Have you noticed when you stand in front of the class to begin teaching your students slouch down in their seats in a lackluster or defensive manner, assuming that another whole group lesson will be boring or too difficult? The design of the classroom space lets students know if it is teacher centered or student centered. Students can tell by the desk arrangement and the positioning of resources if there will be collaborative work, independent work, small group focus lessons or large group discussions.
If you want students to collaborate, give them an environment that encourages it. The individual elements of a classroom space work together to create an atmosphere that can either inspire students or stifle them. With that in mind, it’s easy to see what sort of negative effects a traditional classroom may have with its rigid design and structure. Active learning and true engagement require a far more flexible environment, one that gives students room to explore and succeed.
A learning environment that is conducive to students needs can help them develop both new knowledge and skills as well as performance, moral and civic character by experiencing the feelings of competence, belonging, security, friendliness, citizenship, cooperation, curiosity, creativity, and responsibility.
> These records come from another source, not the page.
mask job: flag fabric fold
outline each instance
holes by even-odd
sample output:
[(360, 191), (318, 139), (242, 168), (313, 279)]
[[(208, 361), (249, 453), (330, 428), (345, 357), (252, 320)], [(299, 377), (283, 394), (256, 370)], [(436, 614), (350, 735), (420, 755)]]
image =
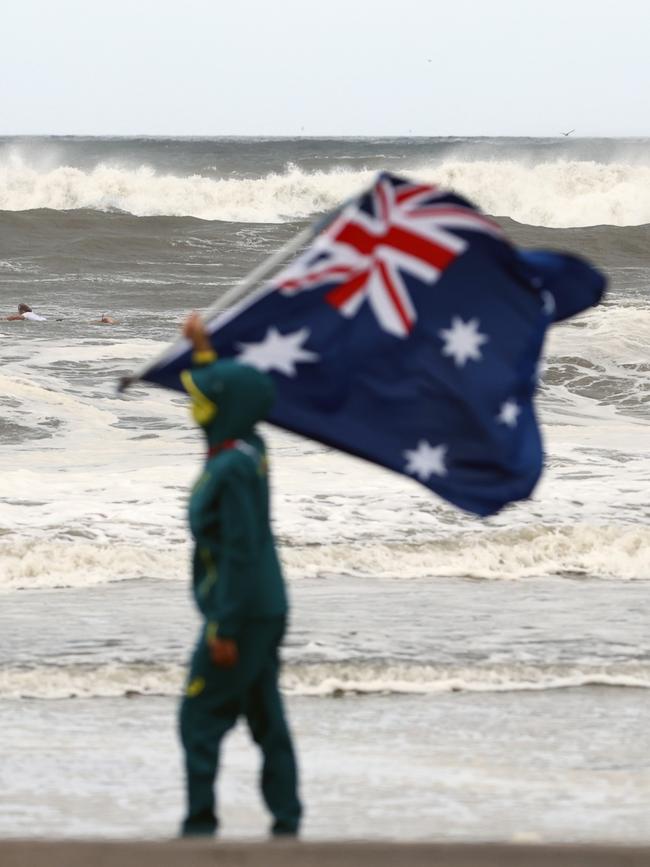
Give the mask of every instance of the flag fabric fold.
[[(604, 287), (582, 259), (519, 250), (462, 197), (384, 173), (207, 327), (219, 357), (274, 379), (269, 421), (489, 515), (542, 470), (547, 328)], [(182, 389), (190, 364), (182, 347), (141, 378)]]

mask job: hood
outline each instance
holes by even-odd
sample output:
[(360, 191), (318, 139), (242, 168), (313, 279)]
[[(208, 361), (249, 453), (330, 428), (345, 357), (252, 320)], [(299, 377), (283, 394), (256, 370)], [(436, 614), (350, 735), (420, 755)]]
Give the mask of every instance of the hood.
[(256, 422), (266, 418), (275, 396), (273, 381), (265, 373), (236, 361), (214, 361), (181, 374), (192, 398), (192, 414), (211, 446), (243, 439)]

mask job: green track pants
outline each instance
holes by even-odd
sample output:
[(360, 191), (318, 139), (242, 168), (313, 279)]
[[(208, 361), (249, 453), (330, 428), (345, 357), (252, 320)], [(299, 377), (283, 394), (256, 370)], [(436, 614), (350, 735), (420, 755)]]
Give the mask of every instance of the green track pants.
[(212, 834), (217, 828), (214, 784), (219, 748), (240, 716), (262, 751), (261, 789), (274, 818), (272, 832), (298, 831), (296, 761), (278, 689), (278, 648), (284, 629), (284, 617), (250, 621), (237, 641), (239, 661), (231, 669), (214, 665), (201, 632), (180, 710), (187, 773), (184, 835)]

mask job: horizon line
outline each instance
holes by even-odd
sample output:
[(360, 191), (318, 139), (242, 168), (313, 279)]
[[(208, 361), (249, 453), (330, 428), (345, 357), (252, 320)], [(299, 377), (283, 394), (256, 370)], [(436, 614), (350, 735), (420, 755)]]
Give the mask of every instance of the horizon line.
[(206, 140), (213, 141), (215, 139), (275, 139), (295, 141), (299, 139), (316, 140), (316, 139), (545, 139), (545, 140), (589, 140), (589, 139), (616, 139), (616, 140), (633, 140), (633, 139), (650, 139), (650, 133), (645, 134), (626, 134), (626, 135), (571, 135), (565, 136), (562, 132), (555, 135), (534, 135), (534, 134), (508, 134), (508, 133), (480, 133), (480, 134), (462, 134), (462, 133), (447, 133), (431, 134), (431, 133), (350, 133), (350, 134), (332, 134), (332, 133), (314, 133), (314, 134), (291, 134), (291, 133), (80, 133), (80, 132), (0, 132), (0, 139), (4, 138), (67, 138), (67, 139), (172, 139), (177, 141), (182, 140)]

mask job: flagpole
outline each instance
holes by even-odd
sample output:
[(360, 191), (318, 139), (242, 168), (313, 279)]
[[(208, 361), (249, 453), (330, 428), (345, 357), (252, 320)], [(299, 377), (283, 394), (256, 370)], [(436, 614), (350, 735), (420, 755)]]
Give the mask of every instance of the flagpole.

We believe, as stated in the Academic Excellence Framework, that when teachers ENGAGE in intentionally planning a functional learning environment, they seek to improve learning as efficiently, effectively, and equitably as possible for ALL students, including those with differing abilities.
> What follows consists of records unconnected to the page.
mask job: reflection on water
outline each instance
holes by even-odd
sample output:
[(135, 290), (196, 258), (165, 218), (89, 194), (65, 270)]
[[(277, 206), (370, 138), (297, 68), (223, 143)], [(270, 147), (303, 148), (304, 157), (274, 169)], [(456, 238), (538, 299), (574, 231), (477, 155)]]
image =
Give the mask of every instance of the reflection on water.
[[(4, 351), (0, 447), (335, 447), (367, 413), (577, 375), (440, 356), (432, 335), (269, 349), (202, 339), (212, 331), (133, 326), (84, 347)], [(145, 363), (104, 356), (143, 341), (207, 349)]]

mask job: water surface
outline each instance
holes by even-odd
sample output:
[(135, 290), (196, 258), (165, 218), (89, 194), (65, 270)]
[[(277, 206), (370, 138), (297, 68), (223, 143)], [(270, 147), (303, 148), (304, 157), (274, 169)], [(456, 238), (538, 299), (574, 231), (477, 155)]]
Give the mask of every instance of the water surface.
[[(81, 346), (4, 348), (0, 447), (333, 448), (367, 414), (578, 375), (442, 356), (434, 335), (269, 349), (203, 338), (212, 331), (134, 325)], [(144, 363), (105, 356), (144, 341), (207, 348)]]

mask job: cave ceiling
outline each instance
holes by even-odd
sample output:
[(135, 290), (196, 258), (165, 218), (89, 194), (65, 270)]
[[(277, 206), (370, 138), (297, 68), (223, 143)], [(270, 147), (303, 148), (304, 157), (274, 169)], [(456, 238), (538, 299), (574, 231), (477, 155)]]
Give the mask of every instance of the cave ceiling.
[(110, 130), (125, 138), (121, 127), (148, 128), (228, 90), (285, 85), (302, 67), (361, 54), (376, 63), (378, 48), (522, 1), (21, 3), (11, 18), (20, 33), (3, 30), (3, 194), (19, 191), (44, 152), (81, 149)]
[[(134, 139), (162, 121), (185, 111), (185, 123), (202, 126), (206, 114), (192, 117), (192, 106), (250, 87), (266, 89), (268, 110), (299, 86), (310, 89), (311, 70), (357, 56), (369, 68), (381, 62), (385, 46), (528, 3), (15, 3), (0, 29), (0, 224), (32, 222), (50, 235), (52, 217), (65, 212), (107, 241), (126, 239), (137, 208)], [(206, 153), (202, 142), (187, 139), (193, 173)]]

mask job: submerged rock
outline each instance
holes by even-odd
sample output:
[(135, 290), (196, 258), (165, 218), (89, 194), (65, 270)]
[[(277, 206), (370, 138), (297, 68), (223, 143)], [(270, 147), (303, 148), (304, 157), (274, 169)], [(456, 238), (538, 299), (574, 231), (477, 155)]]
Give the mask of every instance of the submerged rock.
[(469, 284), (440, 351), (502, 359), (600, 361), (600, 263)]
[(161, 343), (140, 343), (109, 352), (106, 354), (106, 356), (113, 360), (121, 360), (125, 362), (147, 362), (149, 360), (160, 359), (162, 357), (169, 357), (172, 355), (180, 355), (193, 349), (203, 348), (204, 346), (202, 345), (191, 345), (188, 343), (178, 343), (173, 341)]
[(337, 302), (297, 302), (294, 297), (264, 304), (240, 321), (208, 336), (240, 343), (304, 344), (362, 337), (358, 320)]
Here are five ways to make your classroom learning environment the third teacher; equal in importance as a parent or teacher. Make these distinct learning environments: focused learning environment, collaborative learning environment, and hands-on project-based learning environment.
- Design a flexible learning environment. Populate classrooms or “learning studios” with movable furniture and walls that can be reconfigured for different learning situations. Make your classroom space flexible, changing the seating arrangement based on whether students are working collaboratively, individually or having a group discussion or mini-lesson with the teacher. Outline your floor plan, room space to design a more functional space.
- Facilitate spontaneous collaboration. Convert walls into corner studios with whiteboard writable walls as a student working space. Position easels, tables, filing cabinets, and bookcases to create spaces and places for note taking, brainstorming, researching and experimenting. Move beyond using your interactive whiteboard as a glorified projector screen to using it as an active part of your students’ daily educational experience.
3. Create 21st Century Classroom Opportunities. Intentionally organize laptops, tablets and other technology resources for individual and group work. Give students choices for research, practice, and presentations in a technology space. Integrated into the curriculum, technology tools to powerfully extend learning. In today’s interconnected and technology-drive world, these tools can provide students and teachers with:
- Access to up-to-date, primary source material,
- Methods of collecting/recording data,
- Ways to collaborate with others around the world,
- Opportunities for expressing understanding
- Plan the environment based on your students’ needs. Foster learning tailored to the needs and wants of each student. Such environments offer the opportunity for students to “acquire and own” knowledge and skills in a personalized space, adapted to the student’s own learning styles and preferences. Provide comfortable seating and lighting for students who need an alternative to the typical classroom chairs and desks.
- Drum up donations to support your classroom makeover. Start a fund raising campaign at Indiegogo and Donors Choose. Write grants through NOVA for school furniture. Plan a drive-by at the local college during graduation week to collect furniture to recycle. Contact other organizations for reusable equipment, like The Reuse Network. Re-purpose materials you already have for 21st century functionality. Take a tour of classrooms at your school and use a T-chart to take notes on what you notice that makes the classroom space Teacher-Center or Student-Centered.
Think of an optimal learning environment as the support system that organizes the condition in which humans learn best. Each classroom space becomes a learning platform for authentic connections which ignites students’ thinking and learning. Greater interaction and communication between students and enhanced engagement, exploration and purposeful application of learning will take place. The learning spaces empower learners; teachers are facilitators, students are on the move. This type of learning environment provides the structures, tools, and communities that inspire students and educators to attain the knowledge and skills the 21st century demands of us all.